Despite (because of?) the lack of gossip, the author's own admirable character shines through. He was a highly intelligent man if not an intellectual, a music lover and voracious reader, and very much a gentleman of his class and time, one whose life seems to have been divided among court, clubs, and family, in something like that order.

There's only one moment when his mask slips ever so slightly, when you get the sense of how wearing at times it must have been to be advisor, confidante, factotum, and endless encourager of a King who, while he grew admirably into his role after his unexpected elevation in 1936, would never be described by an outside observer as the subtlest or most sophisticated of sovereigns.

It it is Boxing Day 1943 at Windsor Castle, and Lascelles has had an exhausting time of it facilitating communication between the King and his Prime Minister, Winston Churchill, at a time when it seems all too possible that Germany will launch a desperate final large-scale attack on Britain.
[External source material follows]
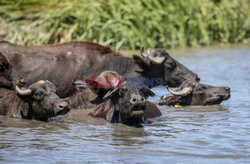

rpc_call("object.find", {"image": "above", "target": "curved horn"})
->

A festive dinner, which included much in the way of royal jokes, charades, and capering, ran very late. In what is absolutely the only direct observation regarding his employer in some 300 pages, Lascelles ends his account of the day with:

"The King was wearing his tuxedo made of Inverness tartan, which is a source of much pleasure to him."

And in that one clipped sentence, I think, there is a lifetime of "Oh, my God, what is he going to do next," that I find funny and touching.

1 comment:

  1. You're a better and much more refined man than I, Muscato.

    If there's not a whiff of gossip or dirt, there's not a chance of me reading it.

    I will however recommend the tome to my dear friend John. He is an Anglophile, royal watcher, and voracious reader. He has entire bookshelves devoted to biographies of royals (including Aunt Alice, the enitre Saxe-Coburg House, the Oldenburgs, Tudors, Windsors, Schleswig-Holsteins, etc.) If he doesn't have it already, it sounds right up his alley.